An agreement was struck to periodically add 50 gigalitres of water to the flood flows through the region when the Ovens River flood came through this reach of the Murray. It would require the building of several regulators so that different areas of the forest would be flooded in different years. River gums need periodic, but not annual, floods for regeneration.
This process could be described as a "community cooperative sustainable self-management system":
- It was a "cooperative" process rooted in the community, so all sides received a full hearing of their concerns.
- It was based on community-agreed science, not partisan science of a section of the community, providing a common understanding of the needs of this wetlands system.
- It was "sustainable" in that it was designed to preserve the resources of the region and to manage their use sustainably.
- It was "self-managed" not government-dictated, in that the management of the process was done by the whole community.
The community cooperative sustainable self-management system process worked because it led to even the most diametrically opposed groups coming to appreciate each other's concerns and the scientifically determined environmental needs of this wetland.
Most importantly, once the committee process started, no one group could make outlandish, overstated claims for their pet issues, without losing credibility in the committee process. Greenies could not overstate their case. Farmer irrigators could not overstate their needs compared to that of the wetlands system.
Contrast this "co-operative" approach to resolving an environmental dispute with the cumbersome way government departments and their statutory authorities try to settle such disputes.
That process ends up with aggrieved parties, themselves lacking comprehensive knowledge of the real issues, venting their anger at opposing stakeholders and governments. The result is that governments can then be left captive to one interest group, regardless of whether that group has sound science to solve the problems.
The cooperative process should be applied to Murray River issues, where the Federal Government has decided to restore to pristine health six icon sites. Environmental issues vary from site to site, and require a large amount of detailed science and comprehensive local historical knowledge.
A "one size fits all" environmental policy won't work. The Government's aim should be to get the process right, to set up individual icon site committees with all stakeholders involved, modelled on the Barmah-Millewa forest process.Great Barrier Reef
Similarly, the Federal and Queensland governments should be moving on from having the Great Barrier Reef Marine Park Authority (GBRMPA) trying to manage that huge reef system, and instead apply this cooperative management system.

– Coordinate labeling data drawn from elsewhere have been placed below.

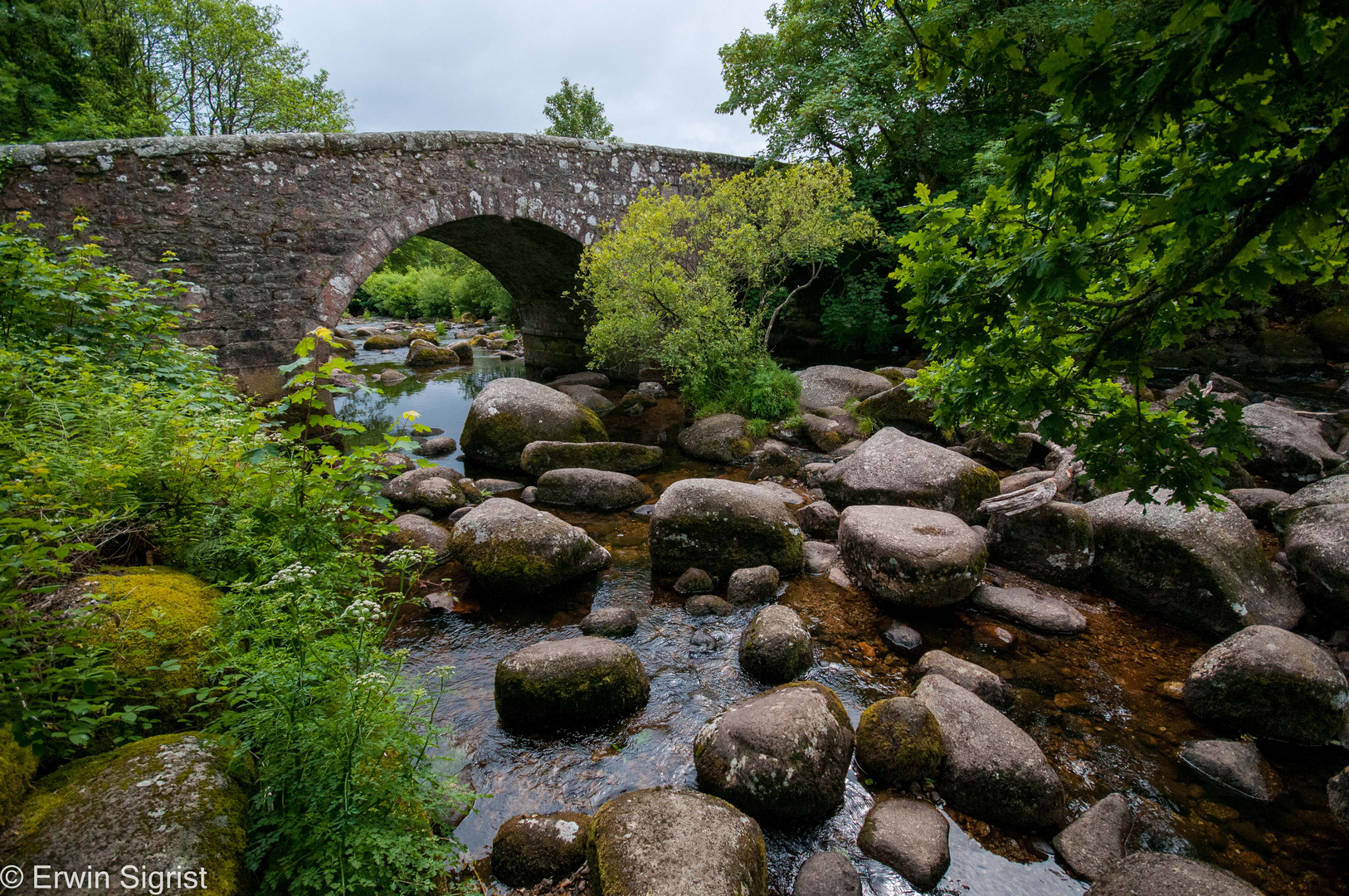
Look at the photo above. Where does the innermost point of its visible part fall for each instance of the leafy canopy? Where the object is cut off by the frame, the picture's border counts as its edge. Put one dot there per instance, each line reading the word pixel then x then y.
pixel 573 111
pixel 1176 176
pixel 695 281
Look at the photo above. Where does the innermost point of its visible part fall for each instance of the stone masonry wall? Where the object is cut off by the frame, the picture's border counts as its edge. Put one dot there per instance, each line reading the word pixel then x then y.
pixel 275 231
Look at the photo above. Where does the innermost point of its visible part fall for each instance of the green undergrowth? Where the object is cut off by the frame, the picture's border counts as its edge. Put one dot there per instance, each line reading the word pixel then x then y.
pixel 119 447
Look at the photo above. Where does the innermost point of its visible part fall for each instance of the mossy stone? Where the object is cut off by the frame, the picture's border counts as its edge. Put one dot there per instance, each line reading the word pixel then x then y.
pixel 722 527
pixel 178 609
pixel 17 766
pixel 899 741
pixel 616 456
pixel 674 842
pixel 529 849
pixel 165 801
pixel 510 413
pixel 381 342
pixel 572 683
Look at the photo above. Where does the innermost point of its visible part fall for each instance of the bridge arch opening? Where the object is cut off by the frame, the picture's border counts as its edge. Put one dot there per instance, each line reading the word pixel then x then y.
pixel 537 265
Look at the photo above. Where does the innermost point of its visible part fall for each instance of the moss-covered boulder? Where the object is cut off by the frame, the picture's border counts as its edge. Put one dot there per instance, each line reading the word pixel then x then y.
pixel 894 469
pixel 529 849
pixel 899 408
pixel 722 439
pixel 1054 543
pixel 674 842
pixel 592 489
pixel 17 766
pixel 1269 683
pixel 993 769
pixel 775 645
pixel 422 353
pixel 433 487
pixel 571 683
pixel 899 741
pixel 381 342
pixel 510 413
pixel 911 556
pixel 722 527
pixel 162 803
pixel 616 456
pixel 1202 568
pixel 512 549
pixel 178 609
pixel 782 756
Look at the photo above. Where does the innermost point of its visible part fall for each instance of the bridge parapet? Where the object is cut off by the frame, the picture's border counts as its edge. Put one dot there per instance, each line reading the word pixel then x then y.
pixel 275 231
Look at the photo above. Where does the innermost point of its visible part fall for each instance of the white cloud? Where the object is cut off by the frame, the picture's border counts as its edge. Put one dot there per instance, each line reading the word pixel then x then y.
pixel 471 65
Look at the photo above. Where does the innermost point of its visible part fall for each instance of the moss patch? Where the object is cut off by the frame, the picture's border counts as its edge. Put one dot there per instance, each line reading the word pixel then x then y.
pixel 178 609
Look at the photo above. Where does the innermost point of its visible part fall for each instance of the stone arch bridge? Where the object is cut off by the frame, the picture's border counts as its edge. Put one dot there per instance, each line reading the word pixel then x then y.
pixel 277 231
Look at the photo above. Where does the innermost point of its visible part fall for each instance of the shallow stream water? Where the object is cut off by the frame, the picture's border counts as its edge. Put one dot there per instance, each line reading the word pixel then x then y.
pixel 1094 704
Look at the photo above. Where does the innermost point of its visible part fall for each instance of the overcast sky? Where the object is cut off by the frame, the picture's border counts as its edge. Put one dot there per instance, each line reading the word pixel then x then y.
pixel 416 65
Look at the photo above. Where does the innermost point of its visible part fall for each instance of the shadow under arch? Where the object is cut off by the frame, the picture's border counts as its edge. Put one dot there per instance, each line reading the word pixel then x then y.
pixel 537 265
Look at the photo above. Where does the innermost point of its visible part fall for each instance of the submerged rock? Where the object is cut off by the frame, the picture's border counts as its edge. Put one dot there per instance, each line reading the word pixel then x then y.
pixel 1167 874
pixel 610 622
pixel 426 353
pixel 587 397
pixel 821 556
pixel 782 756
pixel 512 549
pixel 1269 683
pixel 569 683
pixel 721 527
pixel 1030 609
pixel 972 676
pixel 510 413
pixel 753 585
pixel 1233 764
pixel 1200 567
pixel 676 842
pixel 827 874
pixel 694 581
pixel 417 532
pixel 909 835
pixel 592 489
pixel 1258 504
pixel 819 520
pixel 831 385
pixel 775 646
pixel 433 487
pixel 911 556
pixel 899 741
pixel 436 447
pixel 168 801
pixel 1054 543
pixel 721 439
pixel 592 378
pixel 894 469
pixel 993 769
pixel 529 849
pixel 616 456
pixel 1094 842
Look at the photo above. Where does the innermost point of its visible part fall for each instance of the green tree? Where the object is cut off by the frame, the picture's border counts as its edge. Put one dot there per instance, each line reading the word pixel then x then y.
pixel 573 111
pixel 1176 176
pixel 696 281
pixel 230 72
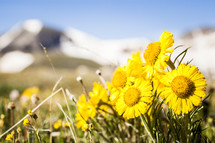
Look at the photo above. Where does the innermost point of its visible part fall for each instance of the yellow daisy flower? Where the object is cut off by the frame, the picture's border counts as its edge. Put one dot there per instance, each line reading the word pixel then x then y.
pixel 80 121
pixel 26 122
pixel 86 111
pixel 155 55
pixel 98 93
pixel 184 88
pixel 135 99
pixel 9 137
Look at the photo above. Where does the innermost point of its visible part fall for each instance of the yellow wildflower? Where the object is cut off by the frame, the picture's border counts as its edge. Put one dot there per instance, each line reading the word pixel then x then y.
pixel 26 122
pixel 19 130
pixel 134 67
pixel 9 137
pixel 119 81
pixel 13 133
pixel 86 111
pixel 2 116
pixel 85 127
pixel 30 113
pixel 135 99
pixel 57 125
pixel 67 125
pixel 98 93
pixel 27 93
pixel 184 87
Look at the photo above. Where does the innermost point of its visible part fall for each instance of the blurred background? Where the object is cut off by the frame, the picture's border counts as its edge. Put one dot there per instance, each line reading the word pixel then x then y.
pixel 82 36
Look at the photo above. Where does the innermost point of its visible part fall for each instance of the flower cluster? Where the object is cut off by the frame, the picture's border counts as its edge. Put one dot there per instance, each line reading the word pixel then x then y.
pixel 148 79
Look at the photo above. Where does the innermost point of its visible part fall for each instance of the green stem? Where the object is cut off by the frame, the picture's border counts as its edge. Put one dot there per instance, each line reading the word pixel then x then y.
pixel 147 128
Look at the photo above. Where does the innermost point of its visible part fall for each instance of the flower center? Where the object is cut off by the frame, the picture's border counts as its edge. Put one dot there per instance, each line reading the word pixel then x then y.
pixel 119 78
pixel 152 52
pixel 131 96
pixel 182 86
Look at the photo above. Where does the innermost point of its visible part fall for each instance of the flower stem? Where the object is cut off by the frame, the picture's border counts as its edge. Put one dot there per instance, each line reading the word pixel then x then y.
pixel 147 128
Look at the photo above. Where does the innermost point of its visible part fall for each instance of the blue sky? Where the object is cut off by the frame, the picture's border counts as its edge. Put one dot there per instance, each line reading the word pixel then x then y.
pixel 112 19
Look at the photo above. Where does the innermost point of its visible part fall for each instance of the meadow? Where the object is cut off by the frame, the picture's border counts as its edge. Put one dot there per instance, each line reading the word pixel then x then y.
pixel 153 98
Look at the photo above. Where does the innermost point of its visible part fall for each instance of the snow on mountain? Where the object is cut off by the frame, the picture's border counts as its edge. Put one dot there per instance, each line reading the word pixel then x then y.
pixel 202 51
pixel 15 61
pixel 26 37
pixel 82 45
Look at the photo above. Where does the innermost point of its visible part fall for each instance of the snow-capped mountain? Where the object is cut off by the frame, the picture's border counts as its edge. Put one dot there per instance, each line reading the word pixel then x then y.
pixel 27 36
pixel 202 51
pixel 80 44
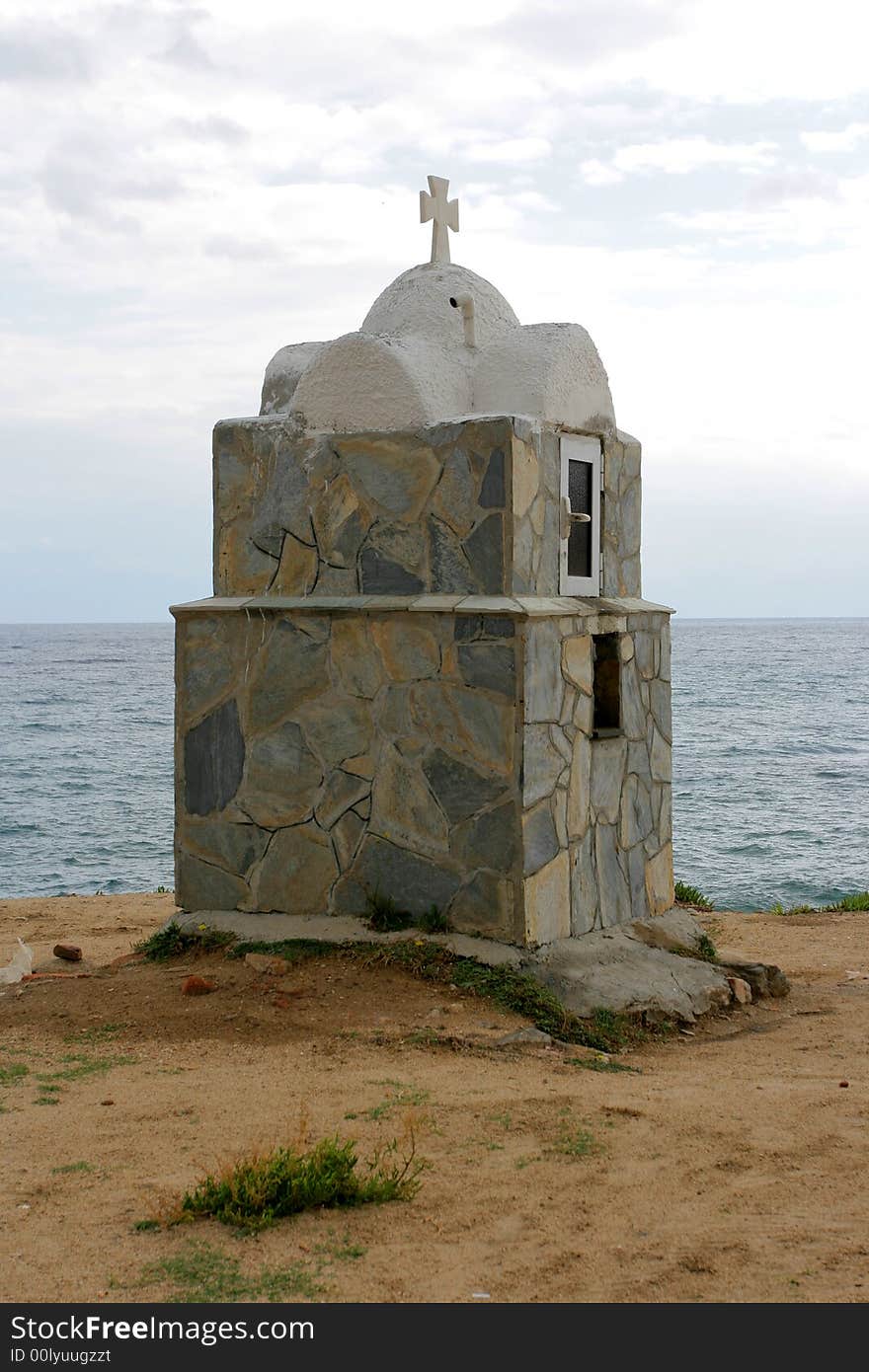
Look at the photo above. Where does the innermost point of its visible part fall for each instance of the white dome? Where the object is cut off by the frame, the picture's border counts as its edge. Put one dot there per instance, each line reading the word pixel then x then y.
pixel 552 370
pixel 419 302
pixel 421 359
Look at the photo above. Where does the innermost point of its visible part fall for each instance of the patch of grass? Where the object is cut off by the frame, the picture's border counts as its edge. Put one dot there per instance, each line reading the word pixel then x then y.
pixel 503 985
pixel 506 987
pixel 292 950
pixel 706 949
pixel 855 903
pixel 600 1065
pixel 576 1142
pixel 203 1275
pixel 98 1033
pixel 172 942
pixel 400 1095
pixel 81 1066
pixel 433 922
pixel 342 1250
pixel 686 894
pixel 257 1189
pixel 13 1073
pixel 383 914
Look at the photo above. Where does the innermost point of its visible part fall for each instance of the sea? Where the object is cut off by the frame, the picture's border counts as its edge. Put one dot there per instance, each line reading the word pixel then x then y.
pixel 770 762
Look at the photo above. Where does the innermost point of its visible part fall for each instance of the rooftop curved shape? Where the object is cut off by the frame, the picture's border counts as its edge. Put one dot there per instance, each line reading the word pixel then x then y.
pixel 440 342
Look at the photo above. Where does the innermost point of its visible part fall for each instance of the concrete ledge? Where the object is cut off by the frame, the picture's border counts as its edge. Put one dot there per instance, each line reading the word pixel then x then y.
pixel 520 607
pixel 619 969
pixel 340 929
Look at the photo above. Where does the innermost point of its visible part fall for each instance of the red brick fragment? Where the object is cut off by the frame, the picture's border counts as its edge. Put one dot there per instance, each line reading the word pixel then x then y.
pixel 70 953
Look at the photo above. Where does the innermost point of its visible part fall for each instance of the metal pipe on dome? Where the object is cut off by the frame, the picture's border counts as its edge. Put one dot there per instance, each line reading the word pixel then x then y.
pixel 465 305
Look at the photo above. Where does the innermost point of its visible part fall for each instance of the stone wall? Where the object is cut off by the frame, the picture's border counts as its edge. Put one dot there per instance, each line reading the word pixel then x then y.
pixel 327 756
pixel 439 755
pixel 465 507
pixel 597 813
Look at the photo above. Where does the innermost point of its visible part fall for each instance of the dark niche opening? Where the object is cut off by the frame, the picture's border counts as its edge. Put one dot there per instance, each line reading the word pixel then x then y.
pixel 607 718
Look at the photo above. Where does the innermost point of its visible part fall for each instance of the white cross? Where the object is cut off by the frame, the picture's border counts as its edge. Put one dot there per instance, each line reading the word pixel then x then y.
pixel 445 214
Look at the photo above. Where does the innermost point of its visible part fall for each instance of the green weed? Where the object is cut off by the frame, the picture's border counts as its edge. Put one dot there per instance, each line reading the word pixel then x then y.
pixel 172 942
pixel 256 1191
pixel 855 903
pixel 398 1097
pixel 686 894
pixel 383 914
pixel 99 1033
pixel 600 1065
pixel 80 1066
pixel 433 922
pixel 13 1073
pixel 706 949
pixel 574 1142
pixel 503 985
pixel 203 1275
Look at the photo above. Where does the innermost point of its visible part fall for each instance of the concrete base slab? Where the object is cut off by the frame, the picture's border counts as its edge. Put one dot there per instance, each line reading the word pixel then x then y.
pixel 340 929
pixel 626 969
pixel 632 969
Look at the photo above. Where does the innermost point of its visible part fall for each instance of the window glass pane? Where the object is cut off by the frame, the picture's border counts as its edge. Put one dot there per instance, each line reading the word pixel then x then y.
pixel 580 488
pixel 580 541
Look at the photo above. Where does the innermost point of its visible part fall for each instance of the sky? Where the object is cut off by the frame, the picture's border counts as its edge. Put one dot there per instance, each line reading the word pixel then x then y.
pixel 187 187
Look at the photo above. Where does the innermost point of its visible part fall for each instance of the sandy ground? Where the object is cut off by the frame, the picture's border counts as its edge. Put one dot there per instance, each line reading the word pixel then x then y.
pixel 731 1165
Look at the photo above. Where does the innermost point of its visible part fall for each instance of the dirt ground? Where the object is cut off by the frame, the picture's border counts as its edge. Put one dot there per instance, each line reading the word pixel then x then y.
pixel 729 1165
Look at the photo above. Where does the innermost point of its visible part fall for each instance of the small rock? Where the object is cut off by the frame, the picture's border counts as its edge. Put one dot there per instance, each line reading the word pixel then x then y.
pixel 197 987
pixel 741 989
pixel 70 953
pixel 528 1034
pixel 267 962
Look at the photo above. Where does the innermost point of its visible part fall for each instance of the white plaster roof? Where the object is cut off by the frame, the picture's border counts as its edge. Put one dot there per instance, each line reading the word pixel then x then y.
pixel 411 364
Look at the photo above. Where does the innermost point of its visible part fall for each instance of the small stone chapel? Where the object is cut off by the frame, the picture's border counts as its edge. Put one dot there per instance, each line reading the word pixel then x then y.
pixel 428 671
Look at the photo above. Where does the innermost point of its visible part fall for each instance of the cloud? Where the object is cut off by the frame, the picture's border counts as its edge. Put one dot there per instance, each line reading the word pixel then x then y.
pixel 87 179
pixel 834 140
pixel 187 52
pixel 509 150
pixel 213 127
pixel 572 35
pixel 785 187
pixel 678 157
pixel 40 52
pixel 598 173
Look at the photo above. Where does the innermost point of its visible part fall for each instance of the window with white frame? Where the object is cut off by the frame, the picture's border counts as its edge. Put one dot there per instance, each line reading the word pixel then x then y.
pixel 580 555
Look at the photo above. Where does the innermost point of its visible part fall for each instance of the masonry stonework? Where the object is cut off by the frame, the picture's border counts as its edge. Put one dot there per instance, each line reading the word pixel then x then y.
pixel 387 693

The management of the Reef and fisheries should be done by regional boards of managers including, but not limited to, commercial fishing, recreational fishing, tourism industry, regional communities/councils, reef science research organisations, land-based marine businesses and environmental groups.
Not only is such a cooperative process the most sensible way of resolving hotly contested environmental disputes, but it extracts governments from making decisions beyond their competence, and it goes a long way towards neutralising the green lobby.